Os 60 anos de um coração rebelde
Em 35 anos de carreira, Madonna, que completa seis décadas, transformou a música pop num palco para rebeliões contra preconceitos
TEXTO Débora Nascimento
16 de Agosto de 2018
Madonna
Foto Reprodução
Desde 1977, o 16 de agosto havia se tornado uma data simbólica na história da música. Foi o dia em que Elvis Presley (não) morreu. Naquele mesmo ano em que partia precocemente o Rei do Rock, aos 42 anos, enclausurado em sua mansão em Memphis, um novo gênero musical ocupava um lugar privilegiado nas gravadoras, nas TVs, nas rádios, na preferência dos ouvintes, a disco music. Enquanto isso, no underground, o punk rock rejeitava a ostentação musical do rock progressivo, das opera rock, dos guitar heroes, das parafernálias dispendiosas e apresentava aos pobres mortais a possibilidade de tocarem e cantarem com parcos recursos técnicos e musicais.

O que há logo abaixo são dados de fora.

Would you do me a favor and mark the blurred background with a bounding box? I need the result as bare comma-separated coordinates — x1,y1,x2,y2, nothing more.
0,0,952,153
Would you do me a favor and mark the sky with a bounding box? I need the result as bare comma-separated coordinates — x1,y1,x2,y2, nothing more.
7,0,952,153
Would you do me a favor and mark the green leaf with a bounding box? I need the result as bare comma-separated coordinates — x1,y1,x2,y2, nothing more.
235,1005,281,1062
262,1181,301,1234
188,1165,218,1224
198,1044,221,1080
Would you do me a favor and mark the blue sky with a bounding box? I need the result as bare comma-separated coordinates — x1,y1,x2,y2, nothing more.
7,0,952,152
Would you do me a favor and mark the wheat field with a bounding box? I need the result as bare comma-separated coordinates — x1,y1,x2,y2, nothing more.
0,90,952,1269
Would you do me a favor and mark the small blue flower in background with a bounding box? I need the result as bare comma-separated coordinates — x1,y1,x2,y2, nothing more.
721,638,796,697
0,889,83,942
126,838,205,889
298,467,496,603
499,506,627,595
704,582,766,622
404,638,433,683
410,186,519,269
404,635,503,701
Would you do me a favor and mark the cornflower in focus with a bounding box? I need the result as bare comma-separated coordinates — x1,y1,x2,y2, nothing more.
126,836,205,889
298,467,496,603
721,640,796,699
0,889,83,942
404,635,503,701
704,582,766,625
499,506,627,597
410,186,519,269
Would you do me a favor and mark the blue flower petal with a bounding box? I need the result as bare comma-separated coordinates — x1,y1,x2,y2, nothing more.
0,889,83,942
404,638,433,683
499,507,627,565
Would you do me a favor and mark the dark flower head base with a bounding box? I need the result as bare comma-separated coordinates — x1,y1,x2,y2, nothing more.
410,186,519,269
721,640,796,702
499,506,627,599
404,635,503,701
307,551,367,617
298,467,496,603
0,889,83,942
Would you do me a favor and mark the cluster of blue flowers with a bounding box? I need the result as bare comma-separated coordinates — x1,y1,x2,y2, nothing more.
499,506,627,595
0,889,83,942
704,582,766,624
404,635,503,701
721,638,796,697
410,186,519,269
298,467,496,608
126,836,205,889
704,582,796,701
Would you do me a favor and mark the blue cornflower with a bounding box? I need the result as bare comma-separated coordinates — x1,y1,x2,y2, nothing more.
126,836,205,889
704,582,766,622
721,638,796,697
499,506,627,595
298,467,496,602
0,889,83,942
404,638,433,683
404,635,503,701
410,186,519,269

No final dos anos 1970 e início dos anos 1980, impulsionado pela existência de um público que queria continuar dançando, surgia um novo Rei na música, Michael Jackson. O cantor já havia trilhado uma carreira de sucesso com os irmãos no Jackson 5. Agora, em seu trabalho solo, alcançaria voos espetaculares com Off the wall (1979) e Thriller (1982). Em 1983, o artista, então o mais popular do mundo, ainda colhia os frutos de seu disco acachapante, vencedor de oito Grammy`s, quando uma novata chegou ao mercado fonográfico. A cantora despontava com um álbum autointitulado, Madonna, e emplacou alguns hits, Holiday, Borderline, Lucky star, Everybody.
Com um visual que trazia elementos do punk (roupas rasgadas, jeans, jaquetas, cabelos desgrenhados, botas) e uma proposta de botar o público pra dançar a partir de uma ótica feminina, ela destoava bastante do bem-comportado Michael. Embora tenha surgido com uma postura mais palatável que a dos punks, a garota não era menos rebelde. Os detratores, no entanto, imaginavam que fosse apenas um fenômeno mercadológico, midiático. E, como tal, passageiro. Imaginaram em vão...
Assim como Michael Jackson, Madonna beneficiou-se de começar a carreira solo num ambiente em que o rádio ainda era um forte influenciador do público e aliado das gravadoras e o advento de um canal contribuiria para divulgar a imagem dos artistas, a MTV, que estreara em 1981. Três décadas antes, Elvis havia sido beneficiado pela popularização da TV nas residências. Antes de verem o rosto do cantor na televisão, muitos acreditavam que ele, inclusive, fosse negro – isso certamente por conta de seu belo timbre vocal e de sua interpretação cheia de ritmo.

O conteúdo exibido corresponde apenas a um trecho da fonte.